能登半島の経験と防災DXの取り組み/デジタル庁 村上敬亮氏

Suicaカードの活用

 今回は、交通系ICのSuicaのご協力も仰ぎました。というのも、現地に入った際、偶然経産省の元仕事仲間がリエゾン派遣されており、その彼から被災者の所在が特定できず、支援物資の発注一つとっても勘と経験でやらざるを得ないので何とかして欲しいと強く訴えられたからです。調べてみると確かにそうでした。物資だけ取りに来た人、避難所にいると言いながら自宅に帰っている人、黙って広域避難してしまった方などさまざまで、結局避難所に何人寝泊まりしているのか、現場でも正確にはわからない。もちろん、被災者の実態把握や支援物資の在庫管理を、人手をかけてきめ細かくすれば良いのですが、正直、そんな余裕は現場にはありません。

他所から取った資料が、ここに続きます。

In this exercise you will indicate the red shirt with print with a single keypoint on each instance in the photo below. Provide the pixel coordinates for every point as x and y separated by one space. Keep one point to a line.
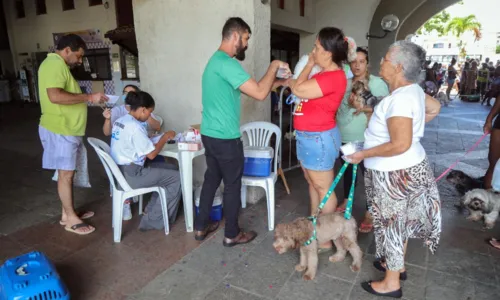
319 114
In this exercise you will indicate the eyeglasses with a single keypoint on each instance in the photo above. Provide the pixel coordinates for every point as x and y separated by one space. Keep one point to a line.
383 59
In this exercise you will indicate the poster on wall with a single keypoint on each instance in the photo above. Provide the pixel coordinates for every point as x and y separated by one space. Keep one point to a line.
88 36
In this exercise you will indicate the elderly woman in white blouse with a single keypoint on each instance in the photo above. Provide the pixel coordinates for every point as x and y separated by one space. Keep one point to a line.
400 184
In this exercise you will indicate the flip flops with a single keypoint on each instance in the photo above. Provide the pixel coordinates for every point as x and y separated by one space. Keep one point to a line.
378 264
340 209
74 229
83 216
367 286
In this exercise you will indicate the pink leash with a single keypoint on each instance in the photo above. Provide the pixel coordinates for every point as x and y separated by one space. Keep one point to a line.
466 153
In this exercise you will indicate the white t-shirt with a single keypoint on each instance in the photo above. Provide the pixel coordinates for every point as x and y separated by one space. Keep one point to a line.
407 101
129 142
119 111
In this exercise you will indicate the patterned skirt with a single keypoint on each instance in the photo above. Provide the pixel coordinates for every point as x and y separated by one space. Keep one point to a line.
404 204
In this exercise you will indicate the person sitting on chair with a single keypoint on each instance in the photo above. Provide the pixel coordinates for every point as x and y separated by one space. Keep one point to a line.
130 146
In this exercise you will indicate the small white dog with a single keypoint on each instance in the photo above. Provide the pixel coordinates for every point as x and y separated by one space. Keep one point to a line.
482 203
442 98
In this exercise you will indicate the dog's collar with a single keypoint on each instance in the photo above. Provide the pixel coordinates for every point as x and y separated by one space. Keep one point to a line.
350 199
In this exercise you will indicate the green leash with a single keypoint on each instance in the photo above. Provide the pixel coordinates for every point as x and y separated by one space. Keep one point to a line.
350 199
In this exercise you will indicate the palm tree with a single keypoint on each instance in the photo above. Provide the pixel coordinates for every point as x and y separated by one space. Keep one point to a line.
460 25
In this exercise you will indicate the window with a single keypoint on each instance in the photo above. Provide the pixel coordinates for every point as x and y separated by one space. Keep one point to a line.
95 2
129 65
96 66
41 8
68 4
20 9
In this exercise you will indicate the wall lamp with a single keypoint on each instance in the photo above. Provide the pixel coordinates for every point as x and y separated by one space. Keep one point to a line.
389 23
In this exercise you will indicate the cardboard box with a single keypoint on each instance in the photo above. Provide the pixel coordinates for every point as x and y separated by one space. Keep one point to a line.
189 146
196 126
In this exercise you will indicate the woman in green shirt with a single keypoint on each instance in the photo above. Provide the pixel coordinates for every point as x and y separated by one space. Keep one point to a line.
352 123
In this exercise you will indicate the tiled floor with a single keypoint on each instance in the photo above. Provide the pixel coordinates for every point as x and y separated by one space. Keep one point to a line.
153 266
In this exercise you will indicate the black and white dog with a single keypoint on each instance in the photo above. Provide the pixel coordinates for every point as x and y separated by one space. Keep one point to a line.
482 203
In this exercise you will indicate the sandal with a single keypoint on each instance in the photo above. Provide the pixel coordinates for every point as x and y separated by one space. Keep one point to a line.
365 227
367 286
492 243
378 264
74 229
340 209
82 216
240 239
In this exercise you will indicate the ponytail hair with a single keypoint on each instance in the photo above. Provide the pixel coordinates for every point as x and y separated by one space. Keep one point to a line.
351 49
139 99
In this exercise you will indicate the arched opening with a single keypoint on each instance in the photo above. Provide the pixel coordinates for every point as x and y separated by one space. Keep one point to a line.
411 13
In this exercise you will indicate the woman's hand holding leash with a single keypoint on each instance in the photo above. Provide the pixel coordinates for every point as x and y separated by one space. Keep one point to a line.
356 158
106 113
488 126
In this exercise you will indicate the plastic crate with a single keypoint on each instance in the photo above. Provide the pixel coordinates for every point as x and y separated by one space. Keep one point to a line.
31 276
258 161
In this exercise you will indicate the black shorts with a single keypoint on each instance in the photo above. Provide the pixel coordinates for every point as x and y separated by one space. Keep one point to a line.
496 123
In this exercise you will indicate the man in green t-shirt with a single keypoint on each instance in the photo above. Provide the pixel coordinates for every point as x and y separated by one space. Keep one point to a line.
63 123
222 83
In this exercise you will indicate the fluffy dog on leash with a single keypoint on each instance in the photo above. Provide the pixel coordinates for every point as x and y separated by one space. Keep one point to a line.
361 96
442 98
463 182
332 227
482 203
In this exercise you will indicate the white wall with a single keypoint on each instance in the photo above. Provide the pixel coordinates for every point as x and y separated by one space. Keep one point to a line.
353 17
6 61
290 18
176 38
26 33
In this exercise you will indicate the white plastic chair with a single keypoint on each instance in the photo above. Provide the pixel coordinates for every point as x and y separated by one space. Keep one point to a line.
159 119
259 135
122 190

 そこで期待されたのがマイナンバーカードの活用でした。しかし、被災者の携行率が4~5割、カードリーダーの数も足りない。カード非保持者のために持ち込める予備のカードもありません。このため、マイナンバーカードの担当として大変忸怩たる思いではありましたが、JR東日本さんに協力を仰ぎ、石川県と連携して、避難している住民の方に、1人1枚Suicaを無償配布し、避難所を出入りするときにピッとしてもらうことによって行動データを取得できる仕組みを作ったのです。その結果、過重に人手を張りつける必要なく、人の出入りや物資の流れ、お風呂の利用者などを簡単に把握することができました。たった一晩で無償協力することを決断してくださったJR東日本さんなど関係各位には、深く感謝したいと思います。

被災者マスターDBの構築を

 発災から2週間を経て、避難所の所在と避難者数の特定はあらかた出来る状態に至りましたが、次に、避難「所」は特定できても、避難「者」の居場所や個々の状態を共有できないという課題に晒されました。中でも今回の災害では、上下水道がやられたため、お風呂はもとより、調理や洗濯などが難しくなってしまい、復旧の目処がなかなか立たちません。1カ月たっても、生活支援の必要な状況は、大きくは変わりませんでした。そんな中、そもそも被災者の方の状態把握が出来ていないことが、介護などで寄り添う上でも大きな課題として浮上してきました。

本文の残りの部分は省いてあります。